Their need for investors, channels, and corporates will be an important element of their growth strategy. When it comes to innovation and experimentation, partnerships will come and go. There will be more experimentation ‘at the edge' before partnerships are nailed down. There also needs to be an element of flexibility concerning how solutions are built.

This flexibility means partnerships may become as disposable as the technology itself.We should also not forget that partners sometimes become potential competitors. Today Uber and BMW are partners who will also soon be competitors to each other in the future – grappling for a share of the driverless car market. With partnerships, the power of data sharing comes to the forefront of the relationship, not only to optimise experiences but also to redefine business models.

This process will be underpinned by trust. For this reason you see more and more companies employing a partner experience manager whose main focus is to connect an ecosystem of solutions together and enhance collaboration, inspiration and innovation. In addition when talking about trust, it is good to understand how blockchain can be utilised to facilitate the dynamics of data.
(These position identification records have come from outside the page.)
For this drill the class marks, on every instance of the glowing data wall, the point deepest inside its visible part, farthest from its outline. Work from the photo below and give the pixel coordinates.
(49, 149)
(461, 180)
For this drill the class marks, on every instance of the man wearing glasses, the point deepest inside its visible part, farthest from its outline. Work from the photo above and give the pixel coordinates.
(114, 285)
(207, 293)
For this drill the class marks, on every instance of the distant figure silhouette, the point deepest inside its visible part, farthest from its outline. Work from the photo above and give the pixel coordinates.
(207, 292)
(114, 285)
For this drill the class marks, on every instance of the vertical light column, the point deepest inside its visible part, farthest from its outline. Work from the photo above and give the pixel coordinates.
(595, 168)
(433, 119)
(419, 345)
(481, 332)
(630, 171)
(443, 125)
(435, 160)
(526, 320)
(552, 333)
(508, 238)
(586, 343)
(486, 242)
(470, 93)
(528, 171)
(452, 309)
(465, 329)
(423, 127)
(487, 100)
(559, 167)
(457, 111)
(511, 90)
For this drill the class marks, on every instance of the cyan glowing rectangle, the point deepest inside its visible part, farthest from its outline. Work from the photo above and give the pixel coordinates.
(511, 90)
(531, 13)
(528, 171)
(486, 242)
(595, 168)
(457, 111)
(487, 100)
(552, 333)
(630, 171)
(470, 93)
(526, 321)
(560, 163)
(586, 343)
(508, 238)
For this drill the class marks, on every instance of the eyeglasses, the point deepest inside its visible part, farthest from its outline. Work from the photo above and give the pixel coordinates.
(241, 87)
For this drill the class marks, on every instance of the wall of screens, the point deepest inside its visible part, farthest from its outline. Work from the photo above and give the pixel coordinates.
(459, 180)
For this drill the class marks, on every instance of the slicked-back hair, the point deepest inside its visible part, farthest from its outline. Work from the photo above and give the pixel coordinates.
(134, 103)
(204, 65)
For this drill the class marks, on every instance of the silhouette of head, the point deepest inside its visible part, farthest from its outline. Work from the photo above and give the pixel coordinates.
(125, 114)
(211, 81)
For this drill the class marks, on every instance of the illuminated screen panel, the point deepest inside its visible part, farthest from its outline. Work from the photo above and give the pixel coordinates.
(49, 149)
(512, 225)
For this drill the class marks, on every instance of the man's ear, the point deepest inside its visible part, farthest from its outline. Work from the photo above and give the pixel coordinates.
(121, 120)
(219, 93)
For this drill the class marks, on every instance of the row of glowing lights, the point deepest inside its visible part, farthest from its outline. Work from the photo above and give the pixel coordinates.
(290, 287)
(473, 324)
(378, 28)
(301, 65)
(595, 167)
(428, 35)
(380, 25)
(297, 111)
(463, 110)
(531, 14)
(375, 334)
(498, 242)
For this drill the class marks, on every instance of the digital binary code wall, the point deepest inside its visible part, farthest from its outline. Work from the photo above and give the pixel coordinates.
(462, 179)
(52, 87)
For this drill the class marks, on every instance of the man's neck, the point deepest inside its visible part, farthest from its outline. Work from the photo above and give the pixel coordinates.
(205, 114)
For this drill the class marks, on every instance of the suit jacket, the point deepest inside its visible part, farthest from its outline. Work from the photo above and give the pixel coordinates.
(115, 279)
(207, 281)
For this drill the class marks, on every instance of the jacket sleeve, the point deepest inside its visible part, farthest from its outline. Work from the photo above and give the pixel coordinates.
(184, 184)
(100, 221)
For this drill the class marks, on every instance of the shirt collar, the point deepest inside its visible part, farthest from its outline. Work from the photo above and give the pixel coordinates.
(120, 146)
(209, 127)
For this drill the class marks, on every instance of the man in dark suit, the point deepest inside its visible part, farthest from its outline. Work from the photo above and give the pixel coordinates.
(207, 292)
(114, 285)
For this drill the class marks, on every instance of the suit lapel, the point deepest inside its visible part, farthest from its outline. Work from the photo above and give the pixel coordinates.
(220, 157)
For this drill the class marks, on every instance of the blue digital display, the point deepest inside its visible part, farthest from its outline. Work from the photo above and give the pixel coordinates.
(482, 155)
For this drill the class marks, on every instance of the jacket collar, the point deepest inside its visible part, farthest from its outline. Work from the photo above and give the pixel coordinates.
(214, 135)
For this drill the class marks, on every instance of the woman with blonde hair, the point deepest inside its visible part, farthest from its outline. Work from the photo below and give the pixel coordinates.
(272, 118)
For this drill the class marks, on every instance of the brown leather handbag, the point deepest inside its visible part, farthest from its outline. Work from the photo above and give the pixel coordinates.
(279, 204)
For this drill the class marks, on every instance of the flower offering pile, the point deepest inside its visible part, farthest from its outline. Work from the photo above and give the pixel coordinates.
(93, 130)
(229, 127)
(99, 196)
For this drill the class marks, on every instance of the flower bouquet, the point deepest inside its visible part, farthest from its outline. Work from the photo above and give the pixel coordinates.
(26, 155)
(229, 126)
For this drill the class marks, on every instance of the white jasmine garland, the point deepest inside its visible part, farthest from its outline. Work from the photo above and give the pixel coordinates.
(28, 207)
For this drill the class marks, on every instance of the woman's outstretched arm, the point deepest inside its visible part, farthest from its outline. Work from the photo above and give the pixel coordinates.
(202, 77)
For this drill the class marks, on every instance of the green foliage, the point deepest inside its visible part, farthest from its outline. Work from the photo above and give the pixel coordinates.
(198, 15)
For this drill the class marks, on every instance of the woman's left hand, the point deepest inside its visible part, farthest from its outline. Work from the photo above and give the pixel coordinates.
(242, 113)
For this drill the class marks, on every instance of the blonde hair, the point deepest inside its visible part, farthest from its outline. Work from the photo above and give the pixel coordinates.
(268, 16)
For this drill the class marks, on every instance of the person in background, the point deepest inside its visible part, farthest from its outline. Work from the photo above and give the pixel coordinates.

Bringing the Ecosystem Together


If your company is embracing Customer Experience as its strategy – make sure the Experience culture is embedded across all domains. At the end of the day, benefits across all areas will help amplify your results but most important of all, your relationships.Take Airbnb for example, they are a company that are executing true experience management across all its domains. Their HR director, Mark Levy, became its Chief Employee Experience Officer, trying to find synergies between employee focus and customer focus .

They are also clearly incorporating partner management into this domain by recruiting CX Partner Managers with a refreshing job description. Another example is Tiqets, a start-up that recently raised $17 million in funding and which puts experience at its core. Already their pioneering online experience to buy tickets has filled a gap many establishments failed to fill. Besides the CX focus, they too are recruiting to get the best in-house capabilities and are also employing Partner Experience Managers.

It's not surprising that these two companies are young, disruptive and agile which helps when bringing ‘experience’ to the core.